One might claim that a trip isn't really an adventure unless you make at least one border crossing, in which case, the hypothetical couple on the GoldWing are set, and my trip to Burma Landing is not remotely an "adventure." However, even that definition is open to argument. Certainly riding from Deadhorse to Ushaia qualifies, but what about a ten minute ride from a German border town down the Autobahn to a French border town on a BMW S1000RR? Is such a ride more an "adventure" than my overnight trip on the Denali Highway in Alaska last year simply because of a single border crossing? (Okay, yes, simply riding an S1000RR on the Autobahn would be an adventure in my book, but that's not the kind of adventure I am talking about in this context ;)

Maybe the problem is that, in all of what I have written above, I am speaking in absolutes. That is, I am asking the question, "What factor determines whether a trip is or is not an 'adventure'" when instead, I should be discussing "adventure" in terms of degrees. Can I honestly say that the couple who ferried their bikes to Alaska didn't have an adventure, at least by their standards? Even if I would, would I still argue that point if I found out that they were 70 years old, and had spent their entire lives within 20 miles of the place of their birth?

Perhaps there is no line in the sand where one can say "this side of the line is adventure; that side is not." Perhaps it is all a study in shades of grey, instead. While I probably would not call my hour trip up the 4x4 trail nor my shake-down ride to Burma Landing "adventures" both trips certainly had characteristics of an adventure.

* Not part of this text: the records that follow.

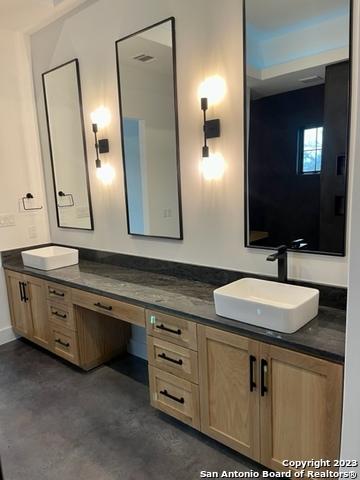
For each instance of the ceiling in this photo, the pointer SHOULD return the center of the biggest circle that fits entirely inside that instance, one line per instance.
(275, 14)
(26, 15)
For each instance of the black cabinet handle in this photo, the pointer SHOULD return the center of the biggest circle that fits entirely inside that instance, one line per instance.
(166, 394)
(21, 291)
(105, 307)
(24, 284)
(57, 314)
(264, 366)
(58, 340)
(165, 357)
(166, 329)
(252, 361)
(58, 294)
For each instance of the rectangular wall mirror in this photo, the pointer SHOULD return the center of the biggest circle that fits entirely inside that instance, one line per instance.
(65, 123)
(148, 107)
(297, 76)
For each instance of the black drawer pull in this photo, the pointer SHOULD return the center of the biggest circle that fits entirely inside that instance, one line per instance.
(166, 394)
(26, 298)
(58, 340)
(252, 361)
(105, 307)
(21, 285)
(57, 314)
(58, 294)
(165, 357)
(166, 329)
(264, 366)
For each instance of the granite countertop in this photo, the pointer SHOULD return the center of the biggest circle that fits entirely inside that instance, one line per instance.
(323, 337)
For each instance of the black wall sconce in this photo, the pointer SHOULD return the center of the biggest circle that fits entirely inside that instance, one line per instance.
(211, 127)
(25, 200)
(101, 146)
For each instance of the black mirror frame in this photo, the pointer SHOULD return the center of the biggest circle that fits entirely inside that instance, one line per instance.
(172, 20)
(246, 159)
(76, 61)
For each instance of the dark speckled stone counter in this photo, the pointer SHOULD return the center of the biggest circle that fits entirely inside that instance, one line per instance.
(324, 336)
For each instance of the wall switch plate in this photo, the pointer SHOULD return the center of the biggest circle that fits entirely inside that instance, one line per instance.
(7, 220)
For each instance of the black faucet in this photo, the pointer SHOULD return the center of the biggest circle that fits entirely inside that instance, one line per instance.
(281, 257)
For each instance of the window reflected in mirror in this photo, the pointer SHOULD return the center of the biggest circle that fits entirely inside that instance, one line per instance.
(297, 111)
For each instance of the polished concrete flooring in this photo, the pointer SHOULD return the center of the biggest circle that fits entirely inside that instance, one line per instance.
(59, 423)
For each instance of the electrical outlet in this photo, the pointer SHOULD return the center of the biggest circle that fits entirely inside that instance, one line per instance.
(7, 220)
(32, 232)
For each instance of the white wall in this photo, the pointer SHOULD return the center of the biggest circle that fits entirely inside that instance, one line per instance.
(351, 412)
(213, 213)
(20, 158)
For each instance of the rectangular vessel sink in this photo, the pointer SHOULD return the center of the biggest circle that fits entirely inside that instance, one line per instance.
(276, 306)
(50, 258)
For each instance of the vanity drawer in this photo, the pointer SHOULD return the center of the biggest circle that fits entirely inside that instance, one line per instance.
(64, 343)
(174, 396)
(172, 358)
(108, 306)
(174, 329)
(58, 293)
(61, 315)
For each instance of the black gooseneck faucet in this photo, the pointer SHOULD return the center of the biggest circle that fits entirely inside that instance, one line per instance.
(281, 256)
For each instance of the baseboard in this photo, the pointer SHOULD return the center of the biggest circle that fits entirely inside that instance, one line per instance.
(7, 335)
(137, 348)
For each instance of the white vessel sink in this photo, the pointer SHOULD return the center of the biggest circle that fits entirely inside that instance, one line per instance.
(49, 258)
(277, 306)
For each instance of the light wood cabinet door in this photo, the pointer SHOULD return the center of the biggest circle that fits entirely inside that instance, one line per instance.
(36, 297)
(229, 399)
(19, 309)
(300, 409)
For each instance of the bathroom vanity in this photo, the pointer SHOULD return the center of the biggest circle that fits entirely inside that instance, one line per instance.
(267, 395)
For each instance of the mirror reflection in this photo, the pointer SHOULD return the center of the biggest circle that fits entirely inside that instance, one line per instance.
(147, 94)
(67, 146)
(297, 110)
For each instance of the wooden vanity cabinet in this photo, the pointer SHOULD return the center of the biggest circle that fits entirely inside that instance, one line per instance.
(229, 405)
(19, 309)
(300, 412)
(28, 307)
(266, 402)
(47, 314)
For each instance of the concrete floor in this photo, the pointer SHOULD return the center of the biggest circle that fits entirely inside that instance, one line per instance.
(59, 423)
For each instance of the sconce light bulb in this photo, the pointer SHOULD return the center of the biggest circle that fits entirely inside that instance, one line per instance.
(101, 117)
(213, 167)
(213, 88)
(105, 174)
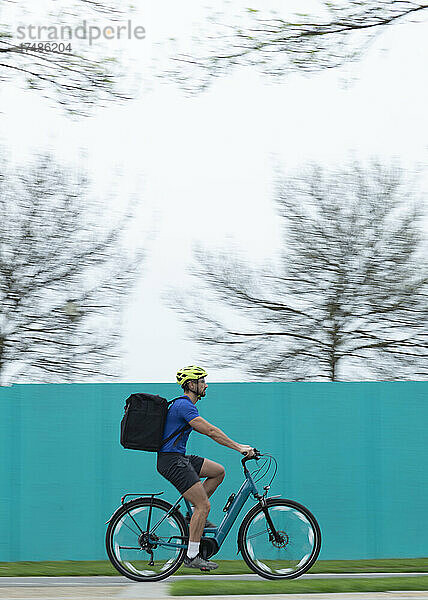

To me, last year's Denali Highway trip seems to qualify, but would I stack that trip up as an example next to Ted Simon's, Greg Hedstead's or Alissa Clickenger's travels (answer: "no")?

Finally, does it even really matter? Ultimately, I don't ride for bragging rights. I ride to enjoy being out in nature. I ride to put away the cares and stress of my job, of daily life. I ride to go places I have never been and see things I have never seen. Not one of those things is in the least bit affected by whether or not the motorcycling community slaps the "adventure" label on any particular trip.